It’s no secret that I’m some distance from being a Swartland groupie. While there are some very good wines from this recently re-discovered treasure trove of generally older vines, and many of the country’s most adventurous young winemakers have made the region a home base, the appellation alone provides no guarantee of great wine.
The Swartland (which, for purposes of this discussion, includes the Voor-Paardeberg) owes much of its current status to Eben Sadie. He began his career in 1998 at the newly established Spice Route winery (owned at the time by Charles Back, John Platter, Gyles Webb and Jabulani Ntshangase) near Malmesbury. When he moved on a few years later to start what in time became Sadie Family Vineyards (now widely regarded as one of the country’s top 5 cellars), he made the region the focus of his grape sourcing. As his fame spread, so the reputation of the Swartland grew.
Other new generation winemakers, struck as much by the wines he was making as the visibility he was achieving, arrived to seek out their own blocks of old vines. Their commitment to fruit authenticity and minimal intervention winemaking added altitude to the region’s profile and momentum to their ‘natural wine’ movement. When Steven Spurrier (of Judgement of Paris fame) and Jancis Robinson came to South Africa to judge the 2007 Old Mutual Trophy Wine Show, the one area they earmarked for a visit was this new frontier.
Adi Badenhorst migrated from Stellenbosch to Kalmoesfontein in about 2005. When the Chris and Andrea Mullineux left Tulbagh Mountain Vineyards to start their own venture, the Swartland became their natural destination – and their winning the Platter Guide Winery of the Year Award last November continued to add to its already substantial cachet. Perhaps more so than any other appellation in South Africa, the region is dependent on the profile and the personalities of its front-runners.

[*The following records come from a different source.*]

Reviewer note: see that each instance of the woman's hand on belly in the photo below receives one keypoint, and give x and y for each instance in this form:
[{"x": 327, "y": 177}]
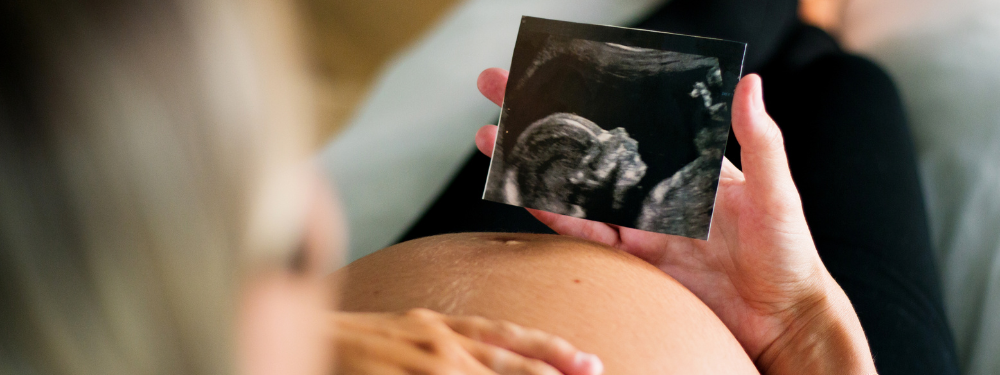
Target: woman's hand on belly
[
  {"x": 424, "y": 342},
  {"x": 759, "y": 271}
]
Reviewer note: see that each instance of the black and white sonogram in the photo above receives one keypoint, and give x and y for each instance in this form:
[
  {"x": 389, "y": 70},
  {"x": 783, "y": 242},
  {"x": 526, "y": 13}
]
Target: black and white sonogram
[{"x": 617, "y": 125}]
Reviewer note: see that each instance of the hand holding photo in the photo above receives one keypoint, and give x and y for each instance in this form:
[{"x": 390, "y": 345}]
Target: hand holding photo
[{"x": 622, "y": 126}]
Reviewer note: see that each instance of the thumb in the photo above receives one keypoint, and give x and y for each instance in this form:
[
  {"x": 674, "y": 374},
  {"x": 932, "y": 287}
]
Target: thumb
[{"x": 765, "y": 165}]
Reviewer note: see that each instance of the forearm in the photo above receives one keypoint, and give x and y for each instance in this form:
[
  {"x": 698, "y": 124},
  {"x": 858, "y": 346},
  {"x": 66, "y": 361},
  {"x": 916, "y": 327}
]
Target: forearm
[{"x": 825, "y": 338}]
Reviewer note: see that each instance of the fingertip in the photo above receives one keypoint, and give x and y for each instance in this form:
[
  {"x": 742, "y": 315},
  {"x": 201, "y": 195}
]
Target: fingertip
[
  {"x": 492, "y": 83},
  {"x": 486, "y": 139},
  {"x": 747, "y": 104}
]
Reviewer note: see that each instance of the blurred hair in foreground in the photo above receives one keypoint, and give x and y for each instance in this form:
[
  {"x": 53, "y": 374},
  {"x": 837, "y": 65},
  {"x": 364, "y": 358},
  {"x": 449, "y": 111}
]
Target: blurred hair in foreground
[{"x": 151, "y": 160}]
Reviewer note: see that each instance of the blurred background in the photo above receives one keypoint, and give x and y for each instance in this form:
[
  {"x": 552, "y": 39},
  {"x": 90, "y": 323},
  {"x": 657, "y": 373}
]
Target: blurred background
[{"x": 400, "y": 108}]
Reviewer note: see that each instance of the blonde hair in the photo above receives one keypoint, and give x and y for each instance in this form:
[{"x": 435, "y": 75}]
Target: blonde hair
[{"x": 140, "y": 142}]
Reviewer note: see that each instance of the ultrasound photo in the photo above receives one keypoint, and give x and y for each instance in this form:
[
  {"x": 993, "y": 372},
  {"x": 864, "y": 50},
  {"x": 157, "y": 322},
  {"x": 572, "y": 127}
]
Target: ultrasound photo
[{"x": 617, "y": 125}]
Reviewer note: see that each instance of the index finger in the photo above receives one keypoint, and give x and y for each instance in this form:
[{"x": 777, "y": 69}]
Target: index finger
[
  {"x": 493, "y": 83},
  {"x": 528, "y": 342}
]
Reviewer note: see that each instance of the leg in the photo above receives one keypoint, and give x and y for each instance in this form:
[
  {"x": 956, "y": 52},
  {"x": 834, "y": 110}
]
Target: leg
[{"x": 853, "y": 162}]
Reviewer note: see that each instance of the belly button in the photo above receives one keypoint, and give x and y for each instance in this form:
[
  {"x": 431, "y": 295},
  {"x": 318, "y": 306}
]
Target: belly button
[{"x": 506, "y": 241}]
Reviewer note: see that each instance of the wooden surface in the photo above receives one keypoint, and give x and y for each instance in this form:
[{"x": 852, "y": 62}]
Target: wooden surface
[{"x": 351, "y": 40}]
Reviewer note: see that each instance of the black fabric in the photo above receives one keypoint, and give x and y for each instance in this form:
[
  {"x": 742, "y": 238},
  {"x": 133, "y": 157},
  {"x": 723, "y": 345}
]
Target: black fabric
[{"x": 852, "y": 159}]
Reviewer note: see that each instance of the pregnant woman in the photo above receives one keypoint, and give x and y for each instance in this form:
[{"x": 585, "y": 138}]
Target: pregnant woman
[{"x": 755, "y": 297}]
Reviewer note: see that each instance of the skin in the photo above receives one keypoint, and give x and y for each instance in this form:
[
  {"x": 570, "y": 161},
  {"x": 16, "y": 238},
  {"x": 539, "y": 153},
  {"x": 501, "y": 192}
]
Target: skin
[
  {"x": 759, "y": 271},
  {"x": 632, "y": 315},
  {"x": 288, "y": 325}
]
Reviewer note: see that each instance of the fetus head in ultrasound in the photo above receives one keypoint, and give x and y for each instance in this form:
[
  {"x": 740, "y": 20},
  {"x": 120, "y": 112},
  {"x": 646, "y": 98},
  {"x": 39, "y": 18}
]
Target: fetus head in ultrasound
[{"x": 566, "y": 164}]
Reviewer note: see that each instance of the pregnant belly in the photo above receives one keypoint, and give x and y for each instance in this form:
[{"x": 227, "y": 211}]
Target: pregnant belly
[{"x": 604, "y": 301}]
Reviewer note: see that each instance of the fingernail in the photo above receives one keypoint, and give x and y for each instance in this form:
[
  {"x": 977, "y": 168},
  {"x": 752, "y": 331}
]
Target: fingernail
[
  {"x": 758, "y": 96},
  {"x": 588, "y": 364}
]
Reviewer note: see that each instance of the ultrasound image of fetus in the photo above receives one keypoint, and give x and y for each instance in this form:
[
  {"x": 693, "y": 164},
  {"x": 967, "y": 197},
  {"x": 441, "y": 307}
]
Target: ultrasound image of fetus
[{"x": 566, "y": 164}]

Still, there is no doubt that the reason that some the Cape’s most independent-minded and creative cellar-masters settled on the area was the ready access to long-established dry-land vineyards. Unirrigated bush-vines, thirty to forty years old, were in relatively abundant supply – a unique situation, considering also the proximity to Cape Town. The value of old vine fruit is that it can deliver greater flavour intensity, especially when the vines have been forced – through the absence of irrigation – to develop deep root systems.
Before Sadie made the region his home, most Swartland farmers sold their grapes to the local co-op or to a couple of the wholesalers. They were paid such derisory amounts that they could hardly afford to replant their vineyards. They were obviously willing to consider any better offer. For many of these start-ups, ready sellers of concentrated small berry fruit obviated the need to invest in land or to establish vineyards. It’s not difficult to see the attraction.
But some – admittedly better capitalised – players have also begun to plant vines and to develop real wine estates. Marc Kent of Boekenhoutskloof has been doing this at Porseleinberg since 2009, followed in 2010 by Irishman Edwin Doran (in partnership with Adi Badenhorst’s father Andre – the man who played a key role in the renaissance of Constantia.) Whereas Kent is intent on creating a site-specific single vineyard wine pretty much from scratch, Doran is making use of existing vineyards while establishing his new plantings.
So far he seems to be doing most things right. He has a delicious 2012 old vine Chenin Blanc, one of the most exciting new release Shirazes (from the 2012 vintage) I’ve tasted this year and a Bordeaux blend (The Romy D 2012) which delivers balance and freshness instead of the more customary mule-kick. Of course it’s early days – but with three thoughtfully-made wines from one vintage at a new venture, even the most cynical among us would have to concede there’s more to this than the luck of the Irish.